Rice University Paper: End 'Stem Cell Tourism'
Houston, TX – The continued marketing and use of experimental stem cell-based interventions inside and outside the United States is problematic and unsustainable, according to a new paper by science policy and bioethics experts at Rice University's Baker Institute for Public Policy and Wake Forest University. Disillusioned patients, tired of waiting for the cures they were promised, are seeking unproven stem cell-based treatments that are causing more harm than good, said the experts, who argue that public policy is needed to reduce this form of “stem cell tourism.”
The paper, “Unproven Stem Cell-based Interventions and Achieving a Compromise Policy Among the Multiple Stakeholders,” was co-authored by Kirstin Matthews, a lecturer in natural sciences at Rice and fellow in science and technology policy at the Baker Institute, and Ana Iltis, a professor of philosophy and director of Wake Forest’s Center for Bioethics, Health and Society.
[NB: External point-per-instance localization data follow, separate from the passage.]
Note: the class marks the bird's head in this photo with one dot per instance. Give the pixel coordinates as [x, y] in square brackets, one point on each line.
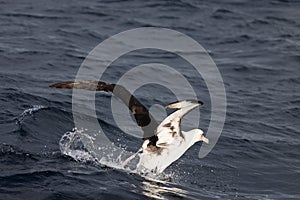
[199, 136]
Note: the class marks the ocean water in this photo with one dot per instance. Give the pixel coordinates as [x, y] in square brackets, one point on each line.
[256, 46]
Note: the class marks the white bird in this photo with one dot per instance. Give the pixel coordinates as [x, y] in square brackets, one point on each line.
[172, 143]
[164, 143]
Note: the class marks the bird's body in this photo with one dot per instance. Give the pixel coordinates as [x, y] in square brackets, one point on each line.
[163, 143]
[172, 143]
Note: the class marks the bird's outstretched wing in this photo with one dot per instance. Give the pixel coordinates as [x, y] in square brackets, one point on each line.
[169, 128]
[141, 114]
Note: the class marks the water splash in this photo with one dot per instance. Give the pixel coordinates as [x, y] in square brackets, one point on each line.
[71, 144]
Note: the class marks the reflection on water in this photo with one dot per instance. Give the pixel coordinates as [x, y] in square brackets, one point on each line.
[159, 189]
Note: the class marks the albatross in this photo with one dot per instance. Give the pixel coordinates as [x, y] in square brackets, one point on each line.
[164, 143]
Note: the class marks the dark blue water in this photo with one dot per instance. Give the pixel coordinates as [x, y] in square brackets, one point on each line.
[256, 46]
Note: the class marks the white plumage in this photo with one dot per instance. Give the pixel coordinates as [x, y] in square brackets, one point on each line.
[172, 142]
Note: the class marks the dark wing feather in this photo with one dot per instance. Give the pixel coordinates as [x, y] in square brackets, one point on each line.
[141, 114]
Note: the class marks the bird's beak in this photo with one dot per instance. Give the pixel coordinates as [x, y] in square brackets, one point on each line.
[204, 139]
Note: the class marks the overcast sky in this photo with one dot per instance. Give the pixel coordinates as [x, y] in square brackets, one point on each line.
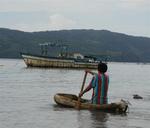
[126, 16]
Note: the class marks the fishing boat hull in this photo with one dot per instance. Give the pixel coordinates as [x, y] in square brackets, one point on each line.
[70, 100]
[55, 62]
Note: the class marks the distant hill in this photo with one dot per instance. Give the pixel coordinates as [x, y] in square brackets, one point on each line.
[116, 46]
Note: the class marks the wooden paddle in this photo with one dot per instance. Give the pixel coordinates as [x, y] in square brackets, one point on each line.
[83, 83]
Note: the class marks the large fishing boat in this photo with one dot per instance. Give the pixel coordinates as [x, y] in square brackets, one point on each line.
[65, 59]
[58, 62]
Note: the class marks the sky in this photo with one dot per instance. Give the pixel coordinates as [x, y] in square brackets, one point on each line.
[131, 17]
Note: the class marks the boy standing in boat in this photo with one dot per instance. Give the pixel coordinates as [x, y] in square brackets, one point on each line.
[99, 83]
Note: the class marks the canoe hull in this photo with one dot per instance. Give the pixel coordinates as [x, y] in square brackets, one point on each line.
[69, 100]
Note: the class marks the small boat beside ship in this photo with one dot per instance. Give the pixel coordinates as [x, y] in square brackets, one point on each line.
[70, 100]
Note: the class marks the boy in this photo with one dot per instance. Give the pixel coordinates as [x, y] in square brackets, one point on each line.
[99, 83]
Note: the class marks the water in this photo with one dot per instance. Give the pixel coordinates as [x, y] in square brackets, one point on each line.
[26, 97]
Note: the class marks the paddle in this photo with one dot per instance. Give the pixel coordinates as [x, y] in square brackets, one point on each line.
[82, 87]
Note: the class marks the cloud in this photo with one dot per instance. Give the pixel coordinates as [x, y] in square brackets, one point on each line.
[58, 22]
[135, 4]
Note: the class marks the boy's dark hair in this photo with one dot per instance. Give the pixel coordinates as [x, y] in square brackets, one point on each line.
[102, 67]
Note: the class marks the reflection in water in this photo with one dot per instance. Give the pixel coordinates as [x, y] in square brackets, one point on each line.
[92, 119]
[99, 119]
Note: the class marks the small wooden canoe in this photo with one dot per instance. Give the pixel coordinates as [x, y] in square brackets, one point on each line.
[70, 100]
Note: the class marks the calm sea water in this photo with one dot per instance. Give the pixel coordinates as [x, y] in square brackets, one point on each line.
[26, 97]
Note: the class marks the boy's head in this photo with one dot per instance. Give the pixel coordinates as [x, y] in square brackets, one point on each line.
[102, 67]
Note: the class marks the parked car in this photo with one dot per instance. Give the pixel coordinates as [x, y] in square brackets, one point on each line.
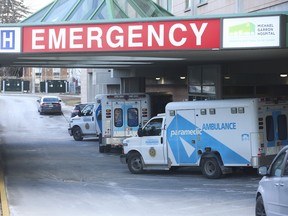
[77, 109]
[272, 193]
[49, 104]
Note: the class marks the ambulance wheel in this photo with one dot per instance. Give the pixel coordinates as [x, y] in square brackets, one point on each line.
[135, 163]
[210, 168]
[77, 134]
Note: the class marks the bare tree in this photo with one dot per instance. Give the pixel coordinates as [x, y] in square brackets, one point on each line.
[12, 11]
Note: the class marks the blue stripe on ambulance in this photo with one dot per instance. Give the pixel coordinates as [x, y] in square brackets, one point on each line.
[185, 152]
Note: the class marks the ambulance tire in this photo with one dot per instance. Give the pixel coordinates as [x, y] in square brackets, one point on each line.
[77, 134]
[210, 168]
[135, 164]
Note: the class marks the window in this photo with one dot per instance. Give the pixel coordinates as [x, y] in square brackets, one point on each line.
[87, 110]
[118, 117]
[203, 111]
[278, 166]
[270, 128]
[153, 128]
[37, 72]
[286, 168]
[241, 110]
[133, 120]
[234, 110]
[282, 127]
[212, 111]
[187, 4]
[56, 72]
[202, 2]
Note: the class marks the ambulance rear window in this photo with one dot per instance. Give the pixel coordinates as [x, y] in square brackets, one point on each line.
[118, 117]
[133, 120]
[270, 128]
[282, 127]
It was published online in the journal BMC Medical Ethics.
“The current landscape of stem cell tourism should prompt a re-evaluation of current approaches to study cell-based interventions with respect to the design, initiation and conduct of U.S. clinical trials,” the authors wrote. “Stakeholders, including scientists, clinicians, regulators and patient advocates, need to work together to find a compromise to keep patients in the U.S. and within the clinical-trial process.”